In 1988, Roosevelt published a memoir called For Lust of Knowing: Memoirs of an Intelligence Officer, in which he adhered so strictly to this oath to keep the CIA's secrets that he did not even identify the countries where he had served. And although he was happy to tell interviewers that they could figure it out from his entry in `Who's Who in America,' he also was quick to explain that some Americans have forgotten what an oath is and that he would not break his even if the government told him to.
Throughout Roosevelt's life, he pursued an interest in languages. A Latin and Greek scholar when he was a boy, he had a speaking or reading knowledge of perhaps 20 languages, including French, Spanish, German, Russian, Arabic, Hebrew, Swahili and Uzbek.
[edit] Marriage and family
Roosevelt married the former Katherine W. Tweed in 1940 and they had one son, Tweed Roosevelt born in 1942. That marriage ended in divorce in 1950. Roosevelt later married Selwa "Lucky" Showker Roosevelt, who was the Chief of Protocol with the rank of Ambassador from 1982 to 1989. They were married for 40 years.
Since Archie, Jr. was a career government officer and frequently stationed overseas, his son, Tweed, spent a number of periods living with Archie, Jr's father, Archie, Sr.. As Archie, Sr. lived quite close to Theodore Roosevelt's home in Oyster Bay, Sagamore Hill, young Tweed had the opportunity to stay overnight in the home and eat meals on Sundays and holidays with his great-grandmother, Edith Carow Roosevelt.
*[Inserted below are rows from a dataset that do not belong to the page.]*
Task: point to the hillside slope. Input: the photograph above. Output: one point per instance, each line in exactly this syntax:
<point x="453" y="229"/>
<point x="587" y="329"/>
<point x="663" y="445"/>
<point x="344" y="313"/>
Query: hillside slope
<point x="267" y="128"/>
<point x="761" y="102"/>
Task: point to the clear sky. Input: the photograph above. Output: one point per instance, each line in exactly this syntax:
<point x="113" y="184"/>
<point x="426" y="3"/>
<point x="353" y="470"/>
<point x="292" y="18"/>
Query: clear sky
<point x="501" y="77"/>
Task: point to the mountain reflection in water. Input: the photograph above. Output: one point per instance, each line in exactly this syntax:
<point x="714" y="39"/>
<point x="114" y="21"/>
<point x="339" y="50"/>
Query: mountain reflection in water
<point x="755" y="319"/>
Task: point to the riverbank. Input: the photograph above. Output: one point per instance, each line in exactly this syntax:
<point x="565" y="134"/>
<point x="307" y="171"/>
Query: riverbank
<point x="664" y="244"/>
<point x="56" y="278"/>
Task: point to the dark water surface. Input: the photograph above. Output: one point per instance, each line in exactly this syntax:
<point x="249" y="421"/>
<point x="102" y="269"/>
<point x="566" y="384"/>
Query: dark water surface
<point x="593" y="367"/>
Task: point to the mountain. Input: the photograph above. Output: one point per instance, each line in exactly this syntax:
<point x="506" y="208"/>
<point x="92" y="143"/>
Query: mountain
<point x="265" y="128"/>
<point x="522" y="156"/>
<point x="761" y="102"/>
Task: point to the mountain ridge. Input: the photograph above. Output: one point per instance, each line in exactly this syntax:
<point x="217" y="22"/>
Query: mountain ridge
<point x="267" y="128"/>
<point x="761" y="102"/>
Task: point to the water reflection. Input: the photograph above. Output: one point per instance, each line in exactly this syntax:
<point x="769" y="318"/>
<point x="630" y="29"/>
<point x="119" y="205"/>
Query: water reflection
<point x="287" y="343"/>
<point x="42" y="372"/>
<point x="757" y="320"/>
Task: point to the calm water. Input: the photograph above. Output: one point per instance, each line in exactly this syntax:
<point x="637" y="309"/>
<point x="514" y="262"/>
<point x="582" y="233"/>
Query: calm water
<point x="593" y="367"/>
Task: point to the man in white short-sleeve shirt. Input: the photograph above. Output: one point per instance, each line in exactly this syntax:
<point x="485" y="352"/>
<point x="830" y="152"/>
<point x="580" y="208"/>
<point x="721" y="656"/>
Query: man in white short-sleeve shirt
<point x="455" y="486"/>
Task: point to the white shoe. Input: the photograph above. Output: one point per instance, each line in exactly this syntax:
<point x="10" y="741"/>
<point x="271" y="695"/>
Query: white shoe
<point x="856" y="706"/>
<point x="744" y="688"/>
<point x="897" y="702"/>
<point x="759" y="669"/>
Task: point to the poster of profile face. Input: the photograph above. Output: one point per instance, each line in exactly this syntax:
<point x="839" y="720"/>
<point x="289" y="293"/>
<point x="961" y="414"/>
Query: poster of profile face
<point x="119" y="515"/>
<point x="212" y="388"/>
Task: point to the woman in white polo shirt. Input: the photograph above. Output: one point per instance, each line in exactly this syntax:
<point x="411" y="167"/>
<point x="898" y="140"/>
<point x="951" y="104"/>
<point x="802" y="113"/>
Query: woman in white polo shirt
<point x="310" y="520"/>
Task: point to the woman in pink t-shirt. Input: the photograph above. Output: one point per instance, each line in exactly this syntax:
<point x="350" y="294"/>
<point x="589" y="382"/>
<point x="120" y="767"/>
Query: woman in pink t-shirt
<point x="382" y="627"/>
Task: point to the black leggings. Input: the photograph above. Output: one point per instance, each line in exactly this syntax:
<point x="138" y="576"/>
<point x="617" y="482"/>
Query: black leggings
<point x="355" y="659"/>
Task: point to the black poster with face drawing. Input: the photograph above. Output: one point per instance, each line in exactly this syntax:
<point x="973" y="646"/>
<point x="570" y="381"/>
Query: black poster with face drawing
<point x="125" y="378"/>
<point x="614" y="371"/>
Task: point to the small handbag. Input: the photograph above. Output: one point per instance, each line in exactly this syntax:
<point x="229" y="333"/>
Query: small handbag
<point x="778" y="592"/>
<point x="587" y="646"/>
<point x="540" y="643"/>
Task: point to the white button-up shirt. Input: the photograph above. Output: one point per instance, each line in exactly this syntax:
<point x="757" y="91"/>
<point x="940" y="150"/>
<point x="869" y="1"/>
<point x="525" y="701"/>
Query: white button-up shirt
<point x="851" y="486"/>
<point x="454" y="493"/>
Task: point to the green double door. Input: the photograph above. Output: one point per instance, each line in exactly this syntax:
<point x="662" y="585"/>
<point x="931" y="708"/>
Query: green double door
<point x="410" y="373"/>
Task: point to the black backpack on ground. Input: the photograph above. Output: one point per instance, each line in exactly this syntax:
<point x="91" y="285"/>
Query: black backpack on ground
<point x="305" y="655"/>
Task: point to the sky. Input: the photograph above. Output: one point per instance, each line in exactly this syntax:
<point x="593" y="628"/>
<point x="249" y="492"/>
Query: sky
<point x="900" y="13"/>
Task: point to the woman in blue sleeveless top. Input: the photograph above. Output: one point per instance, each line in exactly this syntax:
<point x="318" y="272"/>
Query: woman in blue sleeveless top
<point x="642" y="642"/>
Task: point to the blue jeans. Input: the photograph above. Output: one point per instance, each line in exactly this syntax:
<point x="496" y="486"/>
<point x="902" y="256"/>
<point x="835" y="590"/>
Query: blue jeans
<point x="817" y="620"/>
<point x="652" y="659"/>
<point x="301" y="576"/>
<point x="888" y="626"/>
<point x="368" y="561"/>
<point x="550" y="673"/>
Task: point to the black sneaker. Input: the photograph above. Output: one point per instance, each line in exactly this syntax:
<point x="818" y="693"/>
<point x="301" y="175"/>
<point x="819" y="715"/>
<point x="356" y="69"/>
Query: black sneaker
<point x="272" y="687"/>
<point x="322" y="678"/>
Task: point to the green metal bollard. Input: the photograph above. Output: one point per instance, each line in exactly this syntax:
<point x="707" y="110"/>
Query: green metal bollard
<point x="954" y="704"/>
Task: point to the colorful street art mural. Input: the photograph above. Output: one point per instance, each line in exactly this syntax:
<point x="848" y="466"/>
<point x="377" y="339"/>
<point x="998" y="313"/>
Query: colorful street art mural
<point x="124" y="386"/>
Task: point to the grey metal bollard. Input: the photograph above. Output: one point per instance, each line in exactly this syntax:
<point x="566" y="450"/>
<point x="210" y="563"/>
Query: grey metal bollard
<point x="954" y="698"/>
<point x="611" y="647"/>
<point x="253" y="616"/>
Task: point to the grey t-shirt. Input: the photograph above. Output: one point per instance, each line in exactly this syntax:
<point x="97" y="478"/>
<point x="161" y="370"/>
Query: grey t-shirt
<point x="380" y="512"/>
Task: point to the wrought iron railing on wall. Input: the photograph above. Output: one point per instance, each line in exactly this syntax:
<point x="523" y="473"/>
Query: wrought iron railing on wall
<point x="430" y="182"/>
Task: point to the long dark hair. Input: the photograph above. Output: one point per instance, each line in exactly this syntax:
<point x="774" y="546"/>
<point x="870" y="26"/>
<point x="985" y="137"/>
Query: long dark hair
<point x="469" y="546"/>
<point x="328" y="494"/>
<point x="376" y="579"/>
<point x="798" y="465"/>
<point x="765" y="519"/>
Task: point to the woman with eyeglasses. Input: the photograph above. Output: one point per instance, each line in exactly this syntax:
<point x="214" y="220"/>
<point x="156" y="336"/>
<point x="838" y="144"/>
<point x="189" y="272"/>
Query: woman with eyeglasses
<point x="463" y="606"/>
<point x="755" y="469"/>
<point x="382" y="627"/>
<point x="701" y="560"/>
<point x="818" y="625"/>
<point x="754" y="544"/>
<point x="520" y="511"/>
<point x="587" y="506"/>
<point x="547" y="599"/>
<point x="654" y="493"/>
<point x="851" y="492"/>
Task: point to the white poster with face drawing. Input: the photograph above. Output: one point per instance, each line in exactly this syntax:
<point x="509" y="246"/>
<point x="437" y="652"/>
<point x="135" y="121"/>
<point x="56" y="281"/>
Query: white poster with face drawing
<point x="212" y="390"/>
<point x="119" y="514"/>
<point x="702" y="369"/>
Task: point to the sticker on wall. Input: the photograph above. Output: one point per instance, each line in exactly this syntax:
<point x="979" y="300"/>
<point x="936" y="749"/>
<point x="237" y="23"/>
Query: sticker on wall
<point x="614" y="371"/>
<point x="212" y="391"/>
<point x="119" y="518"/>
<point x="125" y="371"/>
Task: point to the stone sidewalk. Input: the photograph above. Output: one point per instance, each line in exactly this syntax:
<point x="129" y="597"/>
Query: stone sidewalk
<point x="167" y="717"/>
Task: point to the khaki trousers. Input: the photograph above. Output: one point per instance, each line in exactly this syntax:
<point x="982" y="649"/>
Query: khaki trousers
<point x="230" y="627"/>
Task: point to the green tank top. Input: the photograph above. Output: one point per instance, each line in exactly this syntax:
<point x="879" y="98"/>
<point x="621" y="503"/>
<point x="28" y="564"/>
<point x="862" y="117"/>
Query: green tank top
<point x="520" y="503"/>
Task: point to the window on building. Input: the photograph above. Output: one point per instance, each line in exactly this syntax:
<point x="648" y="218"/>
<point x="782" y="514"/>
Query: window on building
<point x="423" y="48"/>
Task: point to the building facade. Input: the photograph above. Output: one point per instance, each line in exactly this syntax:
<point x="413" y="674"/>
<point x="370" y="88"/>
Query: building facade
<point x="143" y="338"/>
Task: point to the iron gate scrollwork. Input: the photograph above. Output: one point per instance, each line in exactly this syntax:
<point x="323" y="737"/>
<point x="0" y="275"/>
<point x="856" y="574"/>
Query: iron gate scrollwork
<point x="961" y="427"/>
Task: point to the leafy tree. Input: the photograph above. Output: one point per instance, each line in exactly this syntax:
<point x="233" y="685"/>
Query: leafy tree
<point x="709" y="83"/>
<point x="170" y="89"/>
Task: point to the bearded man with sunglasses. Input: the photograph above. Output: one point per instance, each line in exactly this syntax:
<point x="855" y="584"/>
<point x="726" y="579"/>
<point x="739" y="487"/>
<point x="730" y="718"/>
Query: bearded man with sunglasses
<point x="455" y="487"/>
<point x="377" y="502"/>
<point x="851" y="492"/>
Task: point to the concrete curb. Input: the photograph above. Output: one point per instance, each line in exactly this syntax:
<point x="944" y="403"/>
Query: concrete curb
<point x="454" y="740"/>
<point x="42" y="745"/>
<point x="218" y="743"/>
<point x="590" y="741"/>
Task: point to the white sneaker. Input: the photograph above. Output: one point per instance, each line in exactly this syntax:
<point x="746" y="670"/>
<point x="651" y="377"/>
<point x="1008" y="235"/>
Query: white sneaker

So even though Tweed was born twenty years after TR's death, he partook of many experiences with TR's immediate family and learned first hand from them about the 26th President. Tweed even had the chance to fire some of TR's rifles and pistols. He would later learn that many of his grandfather's habits, traits and traditions were based on his experience as TR's son. In the forward to a National Geographic book on the adventures of Theodore Roosevelt with accounts of TR's experience taken from TR's own writings, Tweed wrote of these early childhood experiences and their effect on his life and outlook. [1]
[edit] Passing in 1990
Mr. Roosevelt died on May 31, 1990, of congestive heart failure. He is buried in the Roosevelt family plot at Young Memorial Cemetery, Oyster Bay, New York.
[edit] Notes
- ^ Brandt, Anthony, editor (2005). “Forward by Tweed Roosevelt”, The Adventures of Theodore Roosevelt (in his own words). National Geographic Adventure Classics, IX. ISBN 0-7922-9346-0.